My husband & I met in 1998. We had our first child in 1999. We got married in 2000. About 10 months after we were married, my husband told me that he wasn't in love with me anymore. He suggested that me & our 2 year old daughter go to my sisters for a few days. I was completely blindsided by this. he kept stating that it was because I didn't show him enough attention. A few days later I heard that he was cheating on me. When I questioned him, he stated that him & this girl just talked, but nothing happened. We were split up for about a week & then we decided to make things work. As the years passed, we worked on our issues, but I always had a gut feeling that he had an affair. That it was more than just talking! He swore to me that nothing happened. Well, the truth always comes out. For me, it wasn't until 12 years later. One of his friends confirmed that the affair did indeed happen. I finally got him to admit to it. He kept saying how sorry he was & how it was the worst mistake of his life. He stated that he didn't tell me the truth b/c he didn't want to hurt me. I love him with all of my heart. We have built a wonderful life together with 2 amazing children. I just don't know how to react to this situation. He lied for 12 years! He states that he has never cheated again, but how am I supposed to believe him? Once a cheater, always a cheater? Will I ever be able to trust him again?


----------



## LetDownNTX (Oct 4, 2012)

Oh gosh! Im sure now you are thinking back over the last 12 years and questioning everything in your marriage? How awful.

Im sure he would have gone to his grave with it, less for him to have to deal with.

The problem now is ....do you believe he never cheated again? Are there any times when you thought he might have? Do you trust him? Does he show you love and respect? Its all a matter of what you believe your marriage to be at this point.

Now that you know, Im guessing you wont ever have complete trust in him, its like starting over from scratch and it certainly does suck!


----------



## elr06242000 (Jan 16, 2013)

Over the past 12 years, I have had a lot of jealousy issues due to the gut feeling I had about him having an affair.
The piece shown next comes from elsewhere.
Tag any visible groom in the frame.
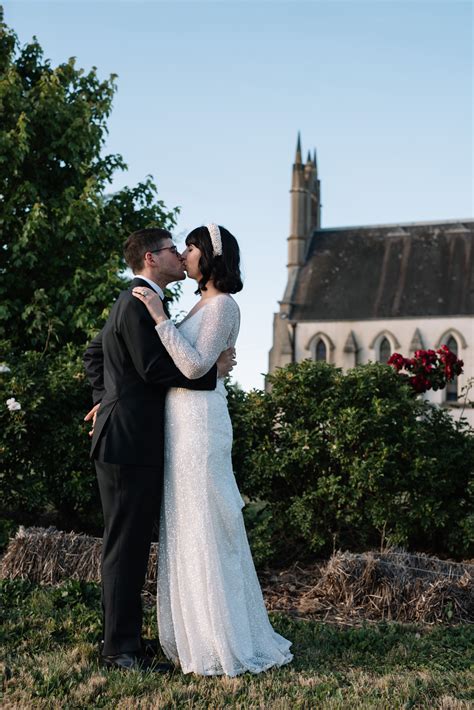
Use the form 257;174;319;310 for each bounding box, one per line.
84;228;235;672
So yes, i have accused him of other things. But I just assumed I was over reacting b/c there wasn't any proof. I have ramdomly checked his e-mails & text messages. I never came across anything. He would have taken it to his grave had his friend kept his mouth shut. One part of me is releived that it came out. Now I can stop accusing him & try to move forward with our marriage. But another part of me thinks "some things are better not known". My heart hurts. He said how sorry he was, but that was it. He doesn't want to talk about it anymore.


----------



## Dad&Hubby (Aug 14, 2012)

1. Don't minimize what you're feeling and more importantly going to feel. He's carried this for 12 years but this is brand new for you (suspicions aside).
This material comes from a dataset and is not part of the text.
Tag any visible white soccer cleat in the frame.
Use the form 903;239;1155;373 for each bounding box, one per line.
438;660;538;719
2. Allow yourself to feel the pain, anger and betrayal. You can either deal with this in its entirety now or let it creep into your marriage and have it rear up at different times in different ways for the rest of your marriage. Rug sweeping doesn't mean it's gone, it just means there are bumps under the rug that will make you trip up.

3. Get into counseling. Your husband isn't going to recognize the impact of this and he needs to.


----------